Sidney Topol: Passionate About Peace

Sid and Libby Topol - June 2015

The son of immigrants, Sidney Topol is a classic American success story. He rose from a two-family house in Dorchester to a corner office in Atlanta, becoming wealthy in the process. “Making money is okay if you know what to do with it,” he cautions. “As long as when you climb the ladder, you don’t pull it up behind you.”

Now 90 years old, the Back Bay resident is busy helping others scale the ladder of opportunity by making large gifts to further public education and promote the study and practice of nonviolence.

“Sid is indefatigable in his pursuit of the very best for humanity,” says Peter Kelly, President of the Boston Latin School Association, an independent nonprofit that supports the public exam school. “He is clear that the best route forward is making sure that young people learn to walk a different path than the one that’s being demonstrated by world leaders today. He’s a personal inspiration.”

After graduating from Boston Latin in 1941 at age 16, Topol enrolled in the University of Massachusetts but interrupted his studies to become an officer in the Army Air Corps. He served as a radar officer in the U.S. Army occupying Tokyo after World War II and returned home to finish his degree in physics, pursue graduate studies at the University of California, Berkeley, and work as an engineer and executive at Raytheon Corp. In 1971, he moved south to become president of Scientific-Atlanta, a small technology firm that helped develop the first portable satellite receiver for the cable television industry. This made it possible for cable companies to create and distribute their own programming for the first time, and the firm’s revenues ballooned from $16 million to $600 million a year during Topol’s 19-year tenure as president, CEO or chairman of the board.

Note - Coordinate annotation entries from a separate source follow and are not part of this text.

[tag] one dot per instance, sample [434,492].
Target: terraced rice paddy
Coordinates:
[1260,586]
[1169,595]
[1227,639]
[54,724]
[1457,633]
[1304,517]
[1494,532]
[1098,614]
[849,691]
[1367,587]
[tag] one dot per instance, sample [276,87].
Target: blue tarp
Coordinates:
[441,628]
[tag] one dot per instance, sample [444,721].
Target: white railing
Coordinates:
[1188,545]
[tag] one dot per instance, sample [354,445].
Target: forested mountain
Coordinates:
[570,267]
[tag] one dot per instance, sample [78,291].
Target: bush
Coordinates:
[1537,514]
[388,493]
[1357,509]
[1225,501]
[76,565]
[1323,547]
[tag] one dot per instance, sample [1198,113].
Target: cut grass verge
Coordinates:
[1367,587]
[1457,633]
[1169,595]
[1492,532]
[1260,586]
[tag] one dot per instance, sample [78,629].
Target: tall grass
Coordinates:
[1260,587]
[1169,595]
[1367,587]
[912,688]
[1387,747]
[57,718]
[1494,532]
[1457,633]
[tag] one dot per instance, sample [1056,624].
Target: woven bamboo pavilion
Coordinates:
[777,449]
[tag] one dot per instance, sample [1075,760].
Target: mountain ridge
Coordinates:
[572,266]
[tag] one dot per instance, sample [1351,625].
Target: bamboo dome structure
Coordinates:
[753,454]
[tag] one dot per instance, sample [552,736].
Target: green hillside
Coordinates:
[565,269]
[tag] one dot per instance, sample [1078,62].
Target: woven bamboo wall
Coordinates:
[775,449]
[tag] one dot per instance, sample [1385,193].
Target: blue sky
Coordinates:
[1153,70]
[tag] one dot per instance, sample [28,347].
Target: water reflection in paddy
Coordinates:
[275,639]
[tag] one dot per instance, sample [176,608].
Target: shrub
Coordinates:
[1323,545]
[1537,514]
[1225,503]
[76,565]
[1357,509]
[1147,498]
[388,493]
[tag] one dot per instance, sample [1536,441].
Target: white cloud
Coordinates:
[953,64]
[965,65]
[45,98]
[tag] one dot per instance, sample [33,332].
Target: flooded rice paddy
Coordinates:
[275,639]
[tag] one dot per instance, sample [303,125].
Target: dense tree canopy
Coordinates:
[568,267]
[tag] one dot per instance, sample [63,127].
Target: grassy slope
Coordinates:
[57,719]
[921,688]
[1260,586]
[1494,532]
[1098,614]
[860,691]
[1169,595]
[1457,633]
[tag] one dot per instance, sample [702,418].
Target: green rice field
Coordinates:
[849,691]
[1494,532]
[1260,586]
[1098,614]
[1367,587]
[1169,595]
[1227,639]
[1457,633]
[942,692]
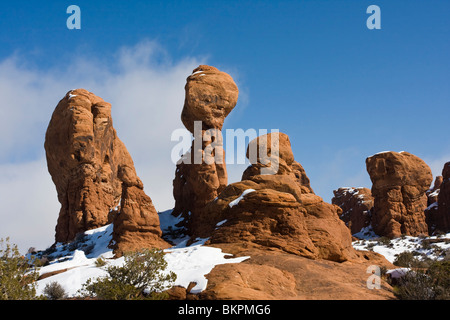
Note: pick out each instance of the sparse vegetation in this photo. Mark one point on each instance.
(54, 291)
(430, 284)
(142, 276)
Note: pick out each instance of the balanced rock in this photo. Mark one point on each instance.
(400, 181)
(356, 205)
(137, 224)
(93, 172)
(432, 217)
(272, 211)
(442, 219)
(210, 95)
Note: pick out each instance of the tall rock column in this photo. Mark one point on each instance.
(400, 181)
(210, 95)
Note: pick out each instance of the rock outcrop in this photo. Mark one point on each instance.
(443, 224)
(93, 172)
(356, 205)
(400, 181)
(438, 211)
(210, 95)
(431, 212)
(136, 226)
(274, 211)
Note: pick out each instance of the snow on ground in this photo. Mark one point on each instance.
(78, 259)
(433, 247)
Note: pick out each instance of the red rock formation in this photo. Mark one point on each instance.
(356, 204)
(441, 220)
(400, 181)
(210, 97)
(94, 173)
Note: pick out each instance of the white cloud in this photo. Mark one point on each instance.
(146, 90)
(437, 163)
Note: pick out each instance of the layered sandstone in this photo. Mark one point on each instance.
(356, 205)
(442, 218)
(94, 174)
(201, 174)
(400, 181)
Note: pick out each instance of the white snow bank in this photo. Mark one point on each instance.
(193, 263)
(236, 201)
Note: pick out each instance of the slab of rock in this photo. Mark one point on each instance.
(95, 176)
(356, 205)
(273, 211)
(442, 218)
(400, 181)
(210, 96)
(432, 217)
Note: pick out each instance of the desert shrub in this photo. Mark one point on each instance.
(17, 277)
(142, 276)
(385, 241)
(408, 259)
(439, 272)
(54, 291)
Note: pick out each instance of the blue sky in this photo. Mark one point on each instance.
(311, 69)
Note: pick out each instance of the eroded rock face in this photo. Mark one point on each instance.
(94, 173)
(273, 211)
(400, 181)
(356, 205)
(210, 95)
(137, 224)
(432, 217)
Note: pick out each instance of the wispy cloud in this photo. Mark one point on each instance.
(146, 89)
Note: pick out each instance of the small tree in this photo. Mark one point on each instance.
(141, 276)
(432, 284)
(54, 291)
(17, 277)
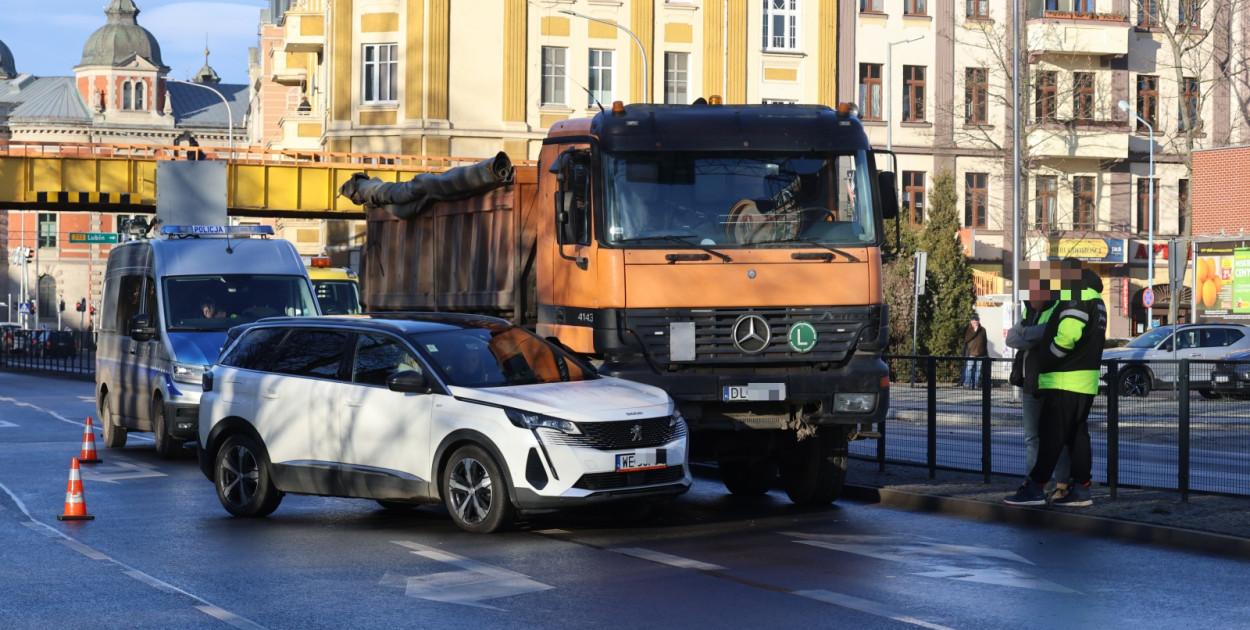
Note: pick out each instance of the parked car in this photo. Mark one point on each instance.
(53, 343)
(470, 411)
(1149, 361)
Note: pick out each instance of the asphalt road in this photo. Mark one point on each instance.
(163, 554)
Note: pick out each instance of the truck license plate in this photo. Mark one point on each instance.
(641, 459)
(753, 391)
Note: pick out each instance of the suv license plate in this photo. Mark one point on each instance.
(753, 391)
(641, 459)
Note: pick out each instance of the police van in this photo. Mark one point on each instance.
(168, 304)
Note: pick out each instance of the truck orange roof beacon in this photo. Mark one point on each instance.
(730, 254)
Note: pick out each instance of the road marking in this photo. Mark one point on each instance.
(475, 581)
(671, 560)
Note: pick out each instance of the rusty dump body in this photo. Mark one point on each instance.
(728, 254)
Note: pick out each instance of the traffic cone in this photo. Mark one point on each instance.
(89, 455)
(75, 505)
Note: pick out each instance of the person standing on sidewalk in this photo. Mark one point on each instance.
(1070, 358)
(974, 345)
(1024, 336)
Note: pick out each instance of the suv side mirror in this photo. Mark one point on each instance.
(141, 328)
(409, 381)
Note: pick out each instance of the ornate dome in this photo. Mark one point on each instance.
(8, 69)
(120, 38)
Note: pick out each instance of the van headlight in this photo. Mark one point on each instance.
(191, 374)
(531, 420)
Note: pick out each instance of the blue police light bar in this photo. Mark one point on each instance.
(218, 230)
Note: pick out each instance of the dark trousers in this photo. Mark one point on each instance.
(1064, 423)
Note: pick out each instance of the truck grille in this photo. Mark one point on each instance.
(838, 329)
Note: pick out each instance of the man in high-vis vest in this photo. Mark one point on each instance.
(1070, 360)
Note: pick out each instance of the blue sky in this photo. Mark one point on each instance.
(46, 36)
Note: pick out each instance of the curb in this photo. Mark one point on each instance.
(1179, 538)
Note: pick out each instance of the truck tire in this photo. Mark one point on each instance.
(814, 469)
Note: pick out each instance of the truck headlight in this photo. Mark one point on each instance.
(854, 403)
(191, 374)
(531, 420)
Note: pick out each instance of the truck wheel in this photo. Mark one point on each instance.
(815, 470)
(114, 435)
(166, 446)
(749, 478)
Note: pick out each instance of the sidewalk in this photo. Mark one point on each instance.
(1213, 524)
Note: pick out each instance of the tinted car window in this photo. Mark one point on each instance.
(255, 350)
(378, 358)
(311, 353)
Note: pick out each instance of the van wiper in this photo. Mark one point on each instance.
(810, 241)
(683, 239)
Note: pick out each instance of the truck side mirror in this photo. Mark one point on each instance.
(889, 195)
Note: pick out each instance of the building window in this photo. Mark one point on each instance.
(1188, 105)
(914, 94)
(914, 195)
(976, 88)
(46, 229)
(976, 196)
(1144, 205)
(554, 73)
(1083, 96)
(1046, 204)
(1148, 13)
(1044, 96)
(781, 24)
(676, 78)
(870, 91)
(1083, 204)
(380, 73)
(1148, 101)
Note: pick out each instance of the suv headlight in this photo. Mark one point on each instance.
(191, 374)
(531, 420)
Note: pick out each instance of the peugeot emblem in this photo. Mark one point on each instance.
(751, 334)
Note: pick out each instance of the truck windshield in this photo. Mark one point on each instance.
(208, 303)
(748, 200)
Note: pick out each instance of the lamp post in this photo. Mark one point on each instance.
(646, 81)
(1150, 213)
(889, 83)
(229, 113)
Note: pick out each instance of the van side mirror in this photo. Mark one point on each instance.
(141, 328)
(409, 381)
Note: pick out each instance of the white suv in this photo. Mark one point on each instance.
(465, 410)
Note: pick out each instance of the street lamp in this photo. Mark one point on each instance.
(889, 84)
(229, 113)
(1150, 218)
(646, 81)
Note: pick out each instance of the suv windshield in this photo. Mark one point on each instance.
(755, 199)
(498, 356)
(215, 303)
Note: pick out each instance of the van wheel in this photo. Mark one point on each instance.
(241, 474)
(476, 493)
(166, 446)
(114, 435)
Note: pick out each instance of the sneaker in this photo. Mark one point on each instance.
(1078, 496)
(1030, 493)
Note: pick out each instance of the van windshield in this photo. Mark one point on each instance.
(210, 303)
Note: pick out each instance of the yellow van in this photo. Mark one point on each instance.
(336, 288)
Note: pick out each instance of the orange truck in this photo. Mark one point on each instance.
(728, 254)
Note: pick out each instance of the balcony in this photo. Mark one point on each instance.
(1071, 33)
(1101, 140)
(305, 26)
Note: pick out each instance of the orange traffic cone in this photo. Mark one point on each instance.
(75, 505)
(89, 455)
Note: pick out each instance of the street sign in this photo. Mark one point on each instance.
(94, 238)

When Topol returned to Boston in 1990, a friend recommended the Boston Foundation as a place to do his philanthropy. He set up a Donor Advised Fund that he replenishes annually with low-cost-basis stock and has given away $3.9 million from the fund since 1991.

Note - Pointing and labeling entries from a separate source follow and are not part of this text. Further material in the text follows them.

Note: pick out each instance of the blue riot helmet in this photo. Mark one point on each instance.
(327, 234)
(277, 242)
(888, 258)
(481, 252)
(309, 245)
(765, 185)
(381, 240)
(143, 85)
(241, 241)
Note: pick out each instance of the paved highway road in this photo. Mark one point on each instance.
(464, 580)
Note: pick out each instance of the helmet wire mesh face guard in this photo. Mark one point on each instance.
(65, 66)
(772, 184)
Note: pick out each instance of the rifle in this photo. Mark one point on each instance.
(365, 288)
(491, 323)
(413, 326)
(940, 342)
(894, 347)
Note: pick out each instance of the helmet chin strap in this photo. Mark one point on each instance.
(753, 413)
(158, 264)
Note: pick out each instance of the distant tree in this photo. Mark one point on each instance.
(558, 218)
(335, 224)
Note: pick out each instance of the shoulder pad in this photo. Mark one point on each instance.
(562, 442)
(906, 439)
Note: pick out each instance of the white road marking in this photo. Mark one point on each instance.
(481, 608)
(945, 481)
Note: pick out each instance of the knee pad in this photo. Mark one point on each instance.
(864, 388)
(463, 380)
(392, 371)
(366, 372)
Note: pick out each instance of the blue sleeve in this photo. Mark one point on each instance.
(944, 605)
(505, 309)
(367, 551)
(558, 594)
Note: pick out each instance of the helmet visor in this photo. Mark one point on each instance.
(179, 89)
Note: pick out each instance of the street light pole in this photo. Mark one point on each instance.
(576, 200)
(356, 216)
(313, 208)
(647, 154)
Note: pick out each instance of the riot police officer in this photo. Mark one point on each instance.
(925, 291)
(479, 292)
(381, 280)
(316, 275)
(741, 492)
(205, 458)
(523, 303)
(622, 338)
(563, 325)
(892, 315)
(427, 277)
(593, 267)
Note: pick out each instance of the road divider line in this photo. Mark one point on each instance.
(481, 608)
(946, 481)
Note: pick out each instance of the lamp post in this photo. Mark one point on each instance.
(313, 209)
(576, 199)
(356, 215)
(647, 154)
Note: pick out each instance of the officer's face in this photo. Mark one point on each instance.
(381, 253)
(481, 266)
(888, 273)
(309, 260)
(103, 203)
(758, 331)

Topol credits his wife, Libby, and his mother, Dora, for getting him into philanthropy, and says his three daughters endorse his efforts. “They are very clear with me – it’s family money I’m giving away and they are very supportive,” he says. “They’re not interested in having my name on a building. They want to help people.”

In explaining his commitment to public education, he cites his own experience at Boston Latin and recounts a story about his granddaughter, a teacher in a New York City public school. “She called a mother about a child who had some real problems, and the mother said, ‘I can’t help you, I’m too busy trying to put food on the table.’ The public schools have to teach all the kids; the kids whose parents who aren’t interested, the kids whose parents have disappeared, the kids whose parents have been killed on the street with guns.” He calls poverty “a huge anti-education problem.”

Topol’s investments in education include gifts to Boston Latin, scholarships at the University of Massachusetts, and travel and research grants for “Topol Fellows” who are pursuing Ph.D. studies in nonviolence at UMass, Tufts and Brandeis. He also serves on the board of Americans for Peace Now, which advocates for durable Israeli-Palestinian and Israeli-Arab peace based on a two-state solution, and was honored with its inaugural Leonard Fein Justice Award this year.

“Sid would like to see people develop an understanding of how you can use nonviolence to improve interactions among communities, states and countries,” says Steve Goodwin, dean of the College of Natural Sciences at UMass Amherst. “His whole notion is to avoid conflict rather than pursue conflict management or resolution. He wants to create a set of practitioners out there who believe that that’s a possibility.”